Save your deployment space.
Image description

You have a generated notebook ready to be deployed.

Image description

AI Service Deployment Notebook
This notebook contains steps and code to test, promote, and deploy an AI Service capturing logic to implement RAG pattern for grounded chats.

Note: Notebook code generated using Prompt Lab will execute successfully. If code is modified or reordered, there is no guarantee it will successfully execute. For details, see: Saving your work in Prompt Lab as a notebook.

Some familiarity with Python is helpful. This notebook uses Python 3.11.

Contents
This notebook contains the following parts:

Setup
Initialize all the variables needed by the AI Service
Define the AI service function
Deploy an AI Service
Test the deployed AI Service
1. Set up the environment
Before you can run this notebook, you must perform the following setup tasks:

Connection to WML
This cell defines the credentials required to work with watsonx API for both the execution in the project, as well as the deployment and runtime execution of the function.

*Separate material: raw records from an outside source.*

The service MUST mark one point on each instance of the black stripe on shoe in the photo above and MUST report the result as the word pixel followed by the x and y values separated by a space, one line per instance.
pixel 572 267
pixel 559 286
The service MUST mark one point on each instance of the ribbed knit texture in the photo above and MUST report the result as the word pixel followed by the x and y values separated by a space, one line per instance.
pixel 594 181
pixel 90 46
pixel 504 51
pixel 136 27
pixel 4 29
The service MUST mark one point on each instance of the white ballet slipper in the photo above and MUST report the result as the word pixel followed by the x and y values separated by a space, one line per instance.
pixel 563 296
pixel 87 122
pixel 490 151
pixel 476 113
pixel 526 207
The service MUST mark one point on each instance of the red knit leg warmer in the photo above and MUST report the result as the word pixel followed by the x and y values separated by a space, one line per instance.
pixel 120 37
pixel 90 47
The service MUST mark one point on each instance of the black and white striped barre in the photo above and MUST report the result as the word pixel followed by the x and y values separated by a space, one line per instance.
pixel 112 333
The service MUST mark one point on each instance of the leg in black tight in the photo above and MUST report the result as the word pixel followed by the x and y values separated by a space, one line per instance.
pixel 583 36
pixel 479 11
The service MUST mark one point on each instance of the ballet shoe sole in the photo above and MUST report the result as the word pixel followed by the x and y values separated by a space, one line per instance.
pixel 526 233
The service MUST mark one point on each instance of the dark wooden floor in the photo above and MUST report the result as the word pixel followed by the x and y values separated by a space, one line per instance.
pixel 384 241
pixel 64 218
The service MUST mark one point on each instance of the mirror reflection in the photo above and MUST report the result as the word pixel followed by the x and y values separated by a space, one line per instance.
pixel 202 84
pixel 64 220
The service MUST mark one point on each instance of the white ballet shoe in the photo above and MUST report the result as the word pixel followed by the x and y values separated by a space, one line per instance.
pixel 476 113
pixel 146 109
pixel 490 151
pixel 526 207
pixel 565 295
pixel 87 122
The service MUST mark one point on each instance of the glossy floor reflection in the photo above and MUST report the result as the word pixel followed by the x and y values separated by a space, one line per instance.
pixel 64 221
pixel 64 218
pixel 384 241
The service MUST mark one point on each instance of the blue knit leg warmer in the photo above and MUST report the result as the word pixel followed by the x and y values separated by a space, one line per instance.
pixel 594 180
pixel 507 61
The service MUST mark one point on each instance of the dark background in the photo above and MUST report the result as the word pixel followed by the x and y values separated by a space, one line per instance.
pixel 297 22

Action: Provide the IBM Cloud personal API key. For details, see documentation.

import os
import getpass
import requests

def get_credentials():
    return {
        "url" : "https://us-south.ml.cloud.ibm.com",
        "apikey" : getpass.getpass("Please enter your api key (hit enter): ")
    }

def get_bearer_token():
    url = "https://iam.cloud.ibm.com/identity/token"
    headers = {"Content-Type": "application/x-www-form-urlencoded"}
    data = f"grant_type=urn:ibm:params:oauth:grant-type:apikey&apikey={credentials['apikey']}"

    response = requests.post(url, headers=headers, data=data)
    return response.json().get("access_token")

credentials = get_credentials()
from ibm_watsonx_ai import APIClient

client = APIClient(credentials)
Connecting to a space
A space will be be used to host the promoted AI Service.

space_id = "xxxxxxxx"
client.set.default_space(space_id)
Promote asset(s) to space
We will now promote assets we will need to stage in the space so that we can access their data from the AI service.

source_project_id = "xxxxxx"
vector_index_id = client.spaces.promote("xxxxxx", source_project_id, space_id)
print(vector_index_id)
2. Create the AI service function
We first need to define the AI service function

2.1 Define the function
params = {
    "space_id": space_id,
    "vector_index_id": vector_index_id
}

def gen_ai_service(context, params = params, **custom):
    # import dependencies
    from langchain_ibm import ChatWatsonx
    from ibm_watsonx_ai import APIClient
    from langchain_core.messages import AIMessage, HumanMessage
    from langchain.tools import WikipediaQueryRun
    from langchain_community.utilities import WikipediaAPIWrapper
    from langchain_community.tools import DuckDuckGoSearchRun
    from langgraph.checkpoint.memory import MemorySaver
    from langgraph.prebuilt import create_react_agent
    import json

    model = "mistralai/mistral-large"

    service_url = "https://us-south.ml.cloud.ibm.com"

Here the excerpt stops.